The weight (kg) of patients decreased significantly at 1 month from 83.3 ±15.9 to 80.5±15.5 (*p*=0.010), 3-5 months from 84.9±15.1 to 82.±15.7 (*p*<0.001), and >6 months from 83.4±13.9 to 79.4±12.8 (*p*<0.001) after the start of empagliflozin treatment. Low-density lipoprotein (LDL) levels decreased significantly from 2.53±0.91 to 2.36±0.84 (*p*=0.011) at 3-5 months after the initiation of empagliflozin treatment but increased non-significantly from 2.55±0.77 to 2.6±0.87 (*p*=0.584) at 6 months after starting empagliflozin. Triglyceride levels did not decrease significantly at any follow-up point. Although serum creatinine levels were consistently higher than pretreatment levels, they gradually declined over time, from 87.4±31.78 (0.105) to 78.3±27.4 (0.033).
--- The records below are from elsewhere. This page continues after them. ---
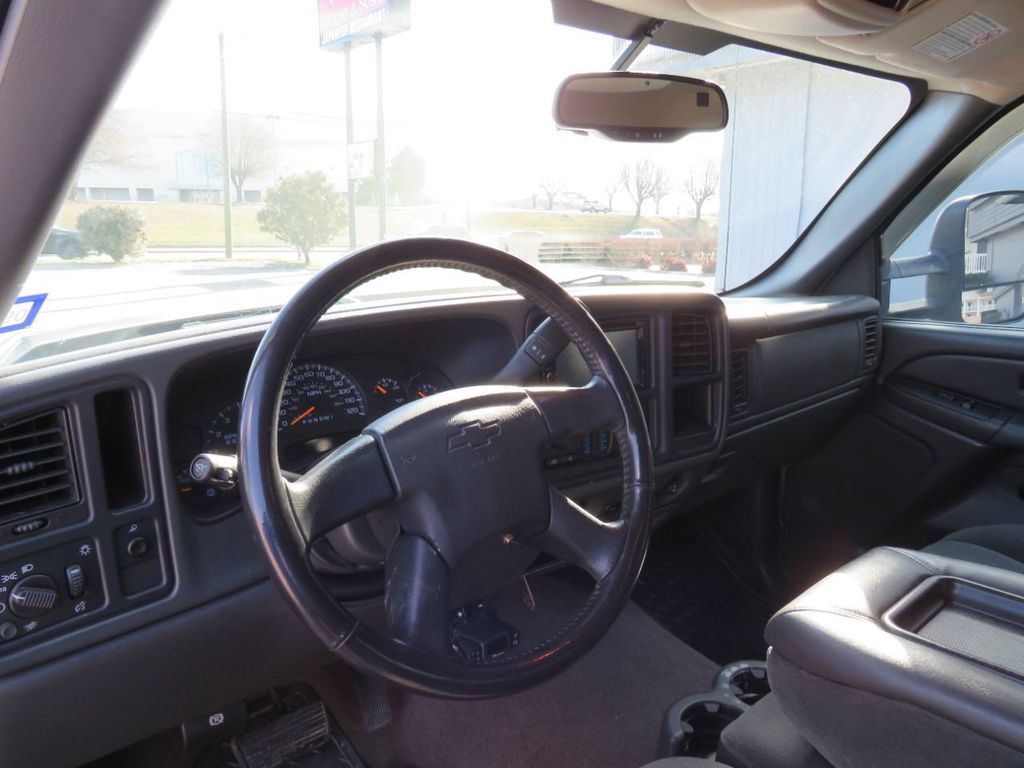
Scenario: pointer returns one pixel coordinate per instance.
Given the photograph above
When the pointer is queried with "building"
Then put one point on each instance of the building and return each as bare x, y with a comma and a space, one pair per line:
811, 118
152, 156
994, 257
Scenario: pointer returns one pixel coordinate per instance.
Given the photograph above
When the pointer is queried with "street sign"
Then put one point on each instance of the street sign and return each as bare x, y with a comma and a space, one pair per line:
357, 22
360, 160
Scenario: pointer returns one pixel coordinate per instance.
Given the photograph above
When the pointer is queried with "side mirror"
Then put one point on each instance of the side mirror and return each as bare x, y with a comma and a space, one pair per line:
975, 260
634, 107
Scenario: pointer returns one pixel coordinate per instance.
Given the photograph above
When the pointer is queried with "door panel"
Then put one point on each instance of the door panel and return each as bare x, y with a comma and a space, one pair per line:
937, 448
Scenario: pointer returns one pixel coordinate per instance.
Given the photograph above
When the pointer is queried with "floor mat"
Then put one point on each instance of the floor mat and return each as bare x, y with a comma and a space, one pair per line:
603, 712
690, 591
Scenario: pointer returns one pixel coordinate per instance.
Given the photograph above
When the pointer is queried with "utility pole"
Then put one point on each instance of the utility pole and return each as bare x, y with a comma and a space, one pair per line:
349, 137
380, 158
225, 160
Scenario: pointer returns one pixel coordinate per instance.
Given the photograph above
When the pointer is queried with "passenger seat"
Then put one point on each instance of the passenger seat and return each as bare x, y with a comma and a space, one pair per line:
998, 546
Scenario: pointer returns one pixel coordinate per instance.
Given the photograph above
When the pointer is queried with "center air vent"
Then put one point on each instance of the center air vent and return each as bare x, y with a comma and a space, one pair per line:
739, 387
36, 472
691, 353
870, 342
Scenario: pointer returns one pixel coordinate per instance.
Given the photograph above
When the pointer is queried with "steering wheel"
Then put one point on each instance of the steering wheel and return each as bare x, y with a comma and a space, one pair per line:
461, 472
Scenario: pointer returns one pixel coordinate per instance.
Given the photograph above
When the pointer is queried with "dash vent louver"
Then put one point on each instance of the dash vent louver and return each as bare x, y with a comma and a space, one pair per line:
36, 470
739, 382
870, 342
691, 351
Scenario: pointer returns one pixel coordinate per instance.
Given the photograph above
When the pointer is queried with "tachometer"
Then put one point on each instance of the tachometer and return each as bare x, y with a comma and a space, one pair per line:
426, 383
389, 392
320, 394
222, 433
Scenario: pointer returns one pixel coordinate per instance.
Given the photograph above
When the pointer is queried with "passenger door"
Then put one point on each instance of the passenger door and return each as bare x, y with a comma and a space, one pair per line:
939, 445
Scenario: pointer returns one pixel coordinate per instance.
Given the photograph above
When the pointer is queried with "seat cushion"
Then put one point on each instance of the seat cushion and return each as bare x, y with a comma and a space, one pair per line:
998, 546
866, 696
764, 737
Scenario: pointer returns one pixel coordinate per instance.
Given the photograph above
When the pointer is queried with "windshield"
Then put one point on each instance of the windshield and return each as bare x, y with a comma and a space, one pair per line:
229, 168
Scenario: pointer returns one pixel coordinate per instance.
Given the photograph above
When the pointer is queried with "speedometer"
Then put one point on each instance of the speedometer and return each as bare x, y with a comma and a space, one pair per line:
320, 394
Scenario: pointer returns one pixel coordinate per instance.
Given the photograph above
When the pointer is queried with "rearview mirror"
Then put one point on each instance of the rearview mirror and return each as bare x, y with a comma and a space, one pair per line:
634, 107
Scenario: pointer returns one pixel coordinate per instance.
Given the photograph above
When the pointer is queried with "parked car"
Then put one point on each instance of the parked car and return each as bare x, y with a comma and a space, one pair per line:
255, 513
65, 243
647, 233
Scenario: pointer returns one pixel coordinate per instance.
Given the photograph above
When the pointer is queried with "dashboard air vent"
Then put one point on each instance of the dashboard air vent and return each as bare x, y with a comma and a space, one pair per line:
36, 472
870, 342
739, 382
691, 353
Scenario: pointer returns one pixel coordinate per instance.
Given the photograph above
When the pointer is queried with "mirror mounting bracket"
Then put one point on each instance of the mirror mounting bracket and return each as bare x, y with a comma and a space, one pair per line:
636, 46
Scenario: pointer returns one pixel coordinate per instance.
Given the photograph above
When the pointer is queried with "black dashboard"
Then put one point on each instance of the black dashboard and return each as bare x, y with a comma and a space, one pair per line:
172, 584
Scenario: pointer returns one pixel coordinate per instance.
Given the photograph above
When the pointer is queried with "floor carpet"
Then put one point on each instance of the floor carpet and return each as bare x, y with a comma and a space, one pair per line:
603, 712
690, 591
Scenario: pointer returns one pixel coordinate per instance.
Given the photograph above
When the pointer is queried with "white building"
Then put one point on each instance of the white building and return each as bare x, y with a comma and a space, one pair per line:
150, 156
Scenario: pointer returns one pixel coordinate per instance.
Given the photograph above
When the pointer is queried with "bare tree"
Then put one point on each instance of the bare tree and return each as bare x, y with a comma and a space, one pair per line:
700, 184
110, 146
638, 179
663, 185
611, 188
552, 187
250, 148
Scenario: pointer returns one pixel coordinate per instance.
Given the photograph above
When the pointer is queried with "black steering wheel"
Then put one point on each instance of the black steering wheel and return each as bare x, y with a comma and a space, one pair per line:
462, 474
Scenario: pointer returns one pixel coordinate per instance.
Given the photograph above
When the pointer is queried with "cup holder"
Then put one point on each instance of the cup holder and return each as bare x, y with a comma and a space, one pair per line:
693, 725
748, 681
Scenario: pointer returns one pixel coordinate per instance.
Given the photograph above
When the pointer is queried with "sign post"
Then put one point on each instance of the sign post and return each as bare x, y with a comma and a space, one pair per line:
344, 24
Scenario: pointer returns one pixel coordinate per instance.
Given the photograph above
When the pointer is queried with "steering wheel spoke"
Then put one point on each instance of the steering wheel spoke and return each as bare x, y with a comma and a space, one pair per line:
416, 594
348, 483
574, 410
578, 537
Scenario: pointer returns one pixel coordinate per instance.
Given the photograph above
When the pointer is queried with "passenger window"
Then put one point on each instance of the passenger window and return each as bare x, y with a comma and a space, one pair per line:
956, 253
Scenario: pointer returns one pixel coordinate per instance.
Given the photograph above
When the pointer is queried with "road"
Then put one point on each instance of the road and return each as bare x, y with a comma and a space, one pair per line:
94, 294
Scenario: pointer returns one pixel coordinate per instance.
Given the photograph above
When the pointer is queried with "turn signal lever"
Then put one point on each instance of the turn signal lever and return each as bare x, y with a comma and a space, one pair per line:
215, 470
536, 353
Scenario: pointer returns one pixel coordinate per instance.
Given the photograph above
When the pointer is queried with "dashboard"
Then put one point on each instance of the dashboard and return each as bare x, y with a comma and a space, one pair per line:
326, 400
174, 610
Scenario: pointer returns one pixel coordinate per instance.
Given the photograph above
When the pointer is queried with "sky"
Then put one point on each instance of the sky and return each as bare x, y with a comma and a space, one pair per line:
469, 86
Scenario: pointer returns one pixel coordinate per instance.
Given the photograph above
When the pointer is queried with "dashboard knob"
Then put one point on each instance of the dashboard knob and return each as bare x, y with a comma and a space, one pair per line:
33, 596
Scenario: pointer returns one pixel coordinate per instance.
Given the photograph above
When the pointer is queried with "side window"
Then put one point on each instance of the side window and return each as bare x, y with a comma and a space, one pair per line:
962, 260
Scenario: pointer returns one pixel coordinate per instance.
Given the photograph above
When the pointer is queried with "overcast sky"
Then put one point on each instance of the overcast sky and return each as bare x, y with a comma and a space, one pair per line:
469, 87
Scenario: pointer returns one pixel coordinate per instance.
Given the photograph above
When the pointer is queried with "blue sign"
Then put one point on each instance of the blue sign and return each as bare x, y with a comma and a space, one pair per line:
23, 312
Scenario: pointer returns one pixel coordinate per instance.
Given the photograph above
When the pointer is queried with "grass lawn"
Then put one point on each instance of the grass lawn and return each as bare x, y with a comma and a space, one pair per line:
199, 224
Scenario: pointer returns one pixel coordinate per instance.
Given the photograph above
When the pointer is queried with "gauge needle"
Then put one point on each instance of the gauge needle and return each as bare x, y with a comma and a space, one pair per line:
302, 416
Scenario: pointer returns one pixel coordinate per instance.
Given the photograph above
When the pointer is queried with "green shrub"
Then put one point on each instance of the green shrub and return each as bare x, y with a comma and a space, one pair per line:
305, 210
116, 230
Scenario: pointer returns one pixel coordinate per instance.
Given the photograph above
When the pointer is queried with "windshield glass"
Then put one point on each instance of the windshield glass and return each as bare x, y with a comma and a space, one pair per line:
456, 138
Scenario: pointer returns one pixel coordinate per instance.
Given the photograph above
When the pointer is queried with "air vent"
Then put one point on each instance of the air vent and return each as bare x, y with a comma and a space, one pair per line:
36, 473
739, 386
691, 354
870, 342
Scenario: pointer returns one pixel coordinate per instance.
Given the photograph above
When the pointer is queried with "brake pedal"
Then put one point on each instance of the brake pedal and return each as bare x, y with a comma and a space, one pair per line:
285, 738
374, 702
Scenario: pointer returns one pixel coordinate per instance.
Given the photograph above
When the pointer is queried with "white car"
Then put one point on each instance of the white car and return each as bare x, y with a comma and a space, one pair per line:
643, 235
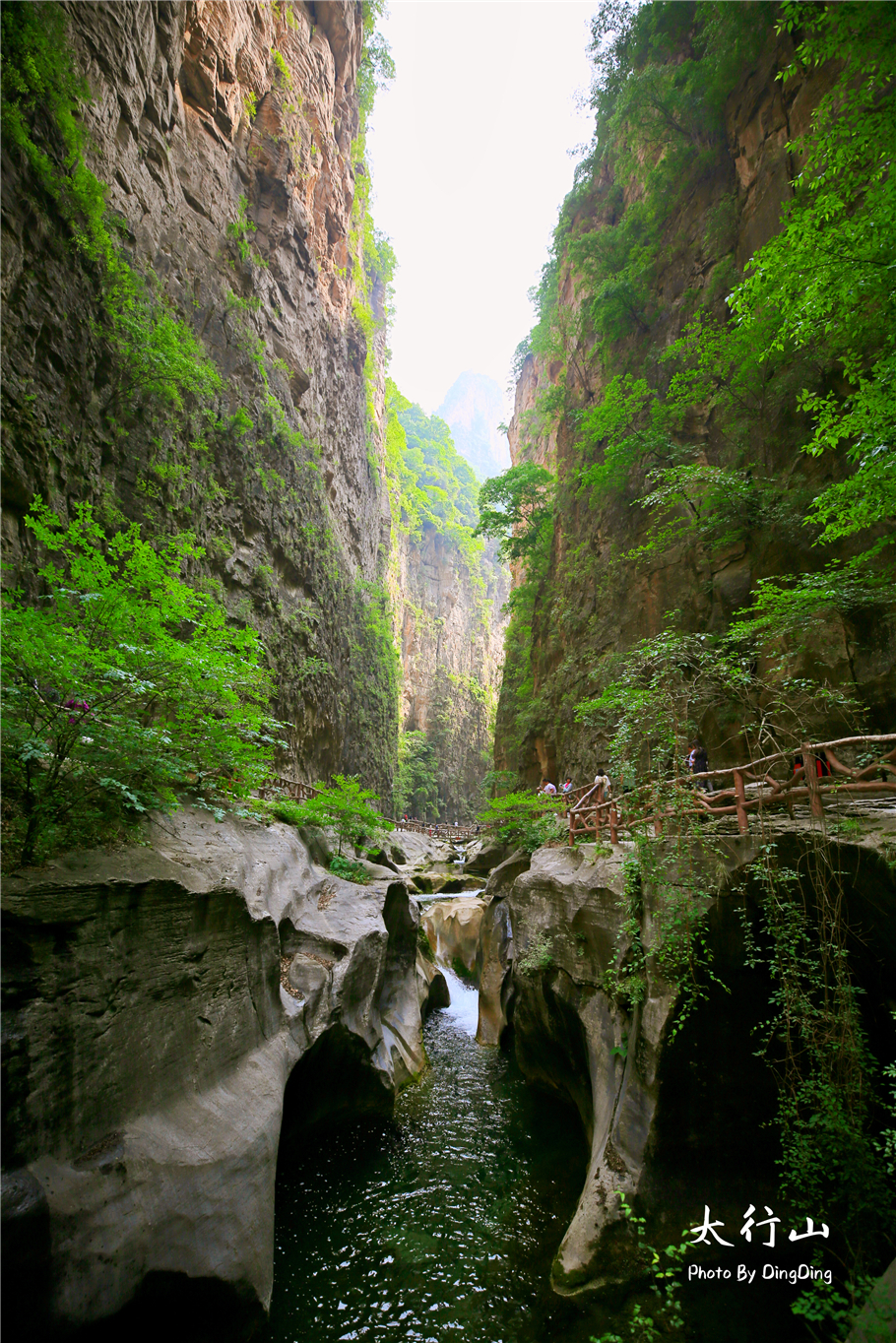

The UACR ratio decreased significantly from 123.86±348.6 to 91.87±226.3 (*p*=0.043) at 3-5 months and from 133.4±391.8 to 71.9±169.3 (*p*=0.022) at 6 months after starting empagliflozin. Glycated hemoglobin level (HbA1c%) decreased significantly from 9.0±1.72 to 8.5±1.4 (*p*<0.001) at 3-5 months and from 8.8±1.5 to 8.3±1.3(*p*<0.001) at 6 months after starting empagliflozin. Systolic (*p*=0.045) and diastolic (*p*=0.002) blood pressure decreased significantly 6 months after empagliflozin treatment (Table 2).

View this table:
[Table 2](http://smj.org.sa/content/44/7/674/T2)

Table 2 
- Comparison of metabolic and renal outcomes of empagliflozin in patients with T2DM at different follow-up periods.

## Discussion

The current study adds to the literature concerning the benefits of empagliflozin in weight reduction, both systolic and diastolic blood pressure lowering, short-term decrease in LDL and HbA1c levels, and improvement in renal outcomes.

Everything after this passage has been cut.